Constructions en hausse

Paradoxalement, le nombre d’appartements disponibles diminue, mais la construction d’unités locatives bat des records. L’année dernière, 11 000 nouveaux logements ont été mis en chantier dans le Grand Montréal, comparativement à 1800 il y a 10 ans, affirme la Société canadienne d’hypothèques et de logement (SCHL). « Il faut revenir à la fin des années 80 pour avoir autant d’unités locatives sur le marché », dit Francis Cortellino, économiste à la SCHL.

L’immigration a fortement contribué à faire chuter le taux d’inoccupation des logements dans la province et surtout à Montréal. « Depuis 2015, le flot migratoire a littéralement bondi d’année en année. En 2018, 72 000 personnes sont arrivées de l’étranger ou d’une autre province. C’était un record. Puis, en 2019, on a atteint 91 000 personnes. C’est à peu près le triple de 2013. Ça met beaucoup de pression sur la demande locative », indique M. Cortellino.

Avant même la pandémie de COVID-19, le Front d’action populaire en réaménagement urbain (FRAPRU) anticipait un mois de juillet difficile pour les locataires évincés. Le taux d’inoccupation si bas et le confinement sont les principales raisons qui expliquent qu’autant de familles ont demandé de l’aide cette année. L’organisme avance que 333 ménages n’ont d’ailleurs pas trouvé de logement au Québec, à ce jour.

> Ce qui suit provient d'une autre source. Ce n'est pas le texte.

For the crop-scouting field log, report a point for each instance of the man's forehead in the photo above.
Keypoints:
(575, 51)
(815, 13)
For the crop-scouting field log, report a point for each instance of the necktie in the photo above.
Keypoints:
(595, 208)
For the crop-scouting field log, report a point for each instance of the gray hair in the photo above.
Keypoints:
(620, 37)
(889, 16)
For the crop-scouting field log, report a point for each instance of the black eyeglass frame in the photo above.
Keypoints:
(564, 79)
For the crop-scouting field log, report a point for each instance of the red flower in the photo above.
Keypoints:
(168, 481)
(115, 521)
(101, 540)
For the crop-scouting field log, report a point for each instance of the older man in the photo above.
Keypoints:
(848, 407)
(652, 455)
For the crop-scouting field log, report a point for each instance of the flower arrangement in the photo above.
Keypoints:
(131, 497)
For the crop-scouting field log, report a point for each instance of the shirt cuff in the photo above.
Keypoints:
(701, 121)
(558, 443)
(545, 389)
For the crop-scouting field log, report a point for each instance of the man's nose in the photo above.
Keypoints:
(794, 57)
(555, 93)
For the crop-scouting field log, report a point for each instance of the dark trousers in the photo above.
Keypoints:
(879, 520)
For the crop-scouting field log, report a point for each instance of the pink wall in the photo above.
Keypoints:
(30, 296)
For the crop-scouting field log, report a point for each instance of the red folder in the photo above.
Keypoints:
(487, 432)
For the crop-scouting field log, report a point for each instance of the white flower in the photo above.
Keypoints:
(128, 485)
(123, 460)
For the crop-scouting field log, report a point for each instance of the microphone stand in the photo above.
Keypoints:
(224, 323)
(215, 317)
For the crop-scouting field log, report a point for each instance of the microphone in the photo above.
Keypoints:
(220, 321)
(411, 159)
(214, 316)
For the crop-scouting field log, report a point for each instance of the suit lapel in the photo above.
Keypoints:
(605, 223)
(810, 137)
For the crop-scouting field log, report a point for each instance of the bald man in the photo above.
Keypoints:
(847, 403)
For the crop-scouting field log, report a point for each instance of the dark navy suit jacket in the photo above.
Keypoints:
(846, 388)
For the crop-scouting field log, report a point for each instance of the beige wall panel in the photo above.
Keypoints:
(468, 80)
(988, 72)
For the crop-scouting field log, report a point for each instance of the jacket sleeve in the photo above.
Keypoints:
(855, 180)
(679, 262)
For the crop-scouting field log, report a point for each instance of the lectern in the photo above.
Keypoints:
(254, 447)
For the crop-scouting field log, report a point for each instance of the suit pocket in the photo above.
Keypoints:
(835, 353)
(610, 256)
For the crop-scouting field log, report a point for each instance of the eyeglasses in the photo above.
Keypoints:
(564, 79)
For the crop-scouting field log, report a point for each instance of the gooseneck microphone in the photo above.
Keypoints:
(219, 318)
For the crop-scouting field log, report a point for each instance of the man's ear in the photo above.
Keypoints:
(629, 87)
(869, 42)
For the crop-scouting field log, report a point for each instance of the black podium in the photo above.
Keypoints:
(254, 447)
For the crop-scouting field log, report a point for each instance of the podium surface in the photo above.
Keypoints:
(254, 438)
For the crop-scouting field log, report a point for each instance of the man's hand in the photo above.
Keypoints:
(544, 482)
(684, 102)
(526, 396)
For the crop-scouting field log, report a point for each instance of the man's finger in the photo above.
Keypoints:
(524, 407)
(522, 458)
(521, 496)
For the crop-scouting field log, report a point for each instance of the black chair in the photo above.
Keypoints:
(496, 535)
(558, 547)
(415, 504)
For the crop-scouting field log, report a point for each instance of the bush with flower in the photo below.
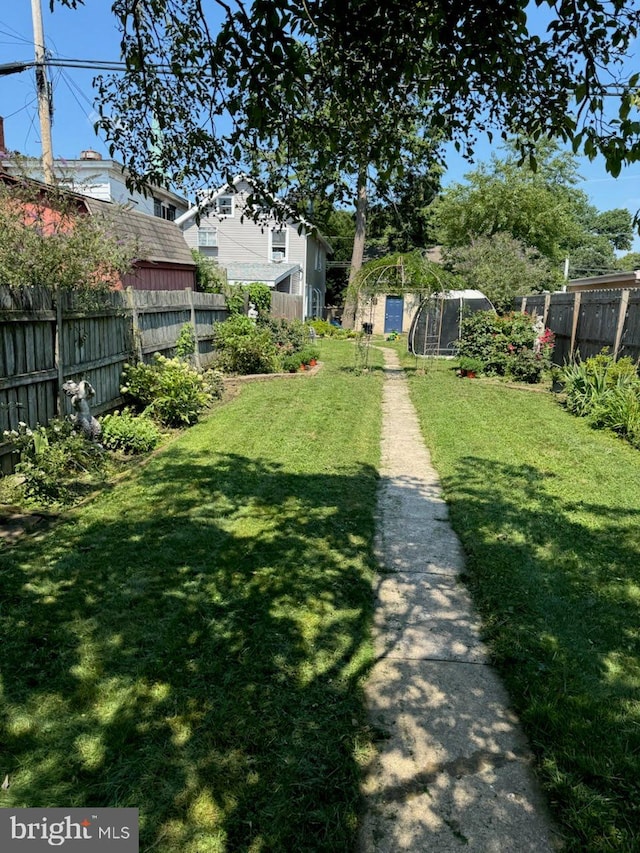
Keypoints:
(516, 346)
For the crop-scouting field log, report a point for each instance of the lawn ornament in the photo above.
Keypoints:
(84, 422)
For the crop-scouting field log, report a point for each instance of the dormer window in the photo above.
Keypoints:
(207, 237)
(224, 205)
(163, 210)
(279, 244)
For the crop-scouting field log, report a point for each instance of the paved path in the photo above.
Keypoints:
(453, 769)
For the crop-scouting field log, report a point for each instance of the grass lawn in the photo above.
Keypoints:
(192, 642)
(548, 511)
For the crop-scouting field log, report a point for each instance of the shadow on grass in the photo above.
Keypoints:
(192, 647)
(558, 584)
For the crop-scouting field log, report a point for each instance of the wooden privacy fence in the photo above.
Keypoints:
(586, 322)
(44, 341)
(286, 305)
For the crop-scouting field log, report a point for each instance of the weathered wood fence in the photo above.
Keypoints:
(286, 305)
(584, 323)
(44, 341)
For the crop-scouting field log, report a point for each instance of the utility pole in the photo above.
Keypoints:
(42, 87)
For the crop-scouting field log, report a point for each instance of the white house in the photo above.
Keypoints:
(104, 180)
(284, 254)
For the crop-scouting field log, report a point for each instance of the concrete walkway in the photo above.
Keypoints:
(452, 771)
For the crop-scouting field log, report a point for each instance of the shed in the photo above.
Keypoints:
(165, 261)
(436, 324)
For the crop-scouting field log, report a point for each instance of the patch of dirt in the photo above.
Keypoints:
(16, 522)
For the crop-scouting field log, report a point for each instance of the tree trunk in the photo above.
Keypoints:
(351, 299)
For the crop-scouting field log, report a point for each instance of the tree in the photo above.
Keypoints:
(630, 262)
(400, 219)
(502, 267)
(252, 70)
(541, 209)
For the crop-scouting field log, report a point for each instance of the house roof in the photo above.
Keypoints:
(268, 273)
(616, 280)
(160, 241)
(209, 196)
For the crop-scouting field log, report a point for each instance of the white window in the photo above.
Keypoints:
(207, 237)
(279, 244)
(224, 205)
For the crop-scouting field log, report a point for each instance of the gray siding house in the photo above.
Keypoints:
(285, 255)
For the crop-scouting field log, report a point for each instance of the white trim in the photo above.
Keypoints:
(216, 204)
(276, 252)
(211, 234)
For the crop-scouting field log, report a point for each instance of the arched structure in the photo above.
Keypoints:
(436, 325)
(389, 290)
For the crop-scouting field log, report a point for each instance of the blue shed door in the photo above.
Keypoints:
(393, 313)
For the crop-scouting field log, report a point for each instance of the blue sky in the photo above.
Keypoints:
(90, 33)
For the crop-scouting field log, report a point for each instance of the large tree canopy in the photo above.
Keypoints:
(543, 210)
(346, 79)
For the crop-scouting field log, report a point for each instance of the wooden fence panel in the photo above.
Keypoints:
(597, 322)
(630, 337)
(286, 305)
(584, 323)
(560, 321)
(209, 308)
(43, 345)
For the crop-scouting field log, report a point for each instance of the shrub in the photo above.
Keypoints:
(170, 390)
(511, 345)
(606, 392)
(260, 295)
(322, 328)
(245, 347)
(129, 433)
(210, 278)
(288, 335)
(56, 463)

« Ç’a été particulièrement difficile pour les gens qui n’avaient pas internet et qui ne pouvaient pas se tourner vers les bibliothèques ou les centres communautaires. Ces personnes ne pouvaient pas faire de visites virtuelles d’appartements », soulève Véronique Laflamme, porte-parole du FRAPRU.

Hausse du coût des loyers

En plus du peu d’appartements en location, le FRAPRU se préoccupe de la hausse du coût des loyers. Une étude de l’Institut de recherche et d’informations socioéconomiques (IRIS), publiée lundi, révèle d’ailleurs que les promoteurs qui misent sur le logement locatif touchent des rendements mirobolants, et ce, au détriment des locataires qui peinent de plus en plus à joindre les deux bouts.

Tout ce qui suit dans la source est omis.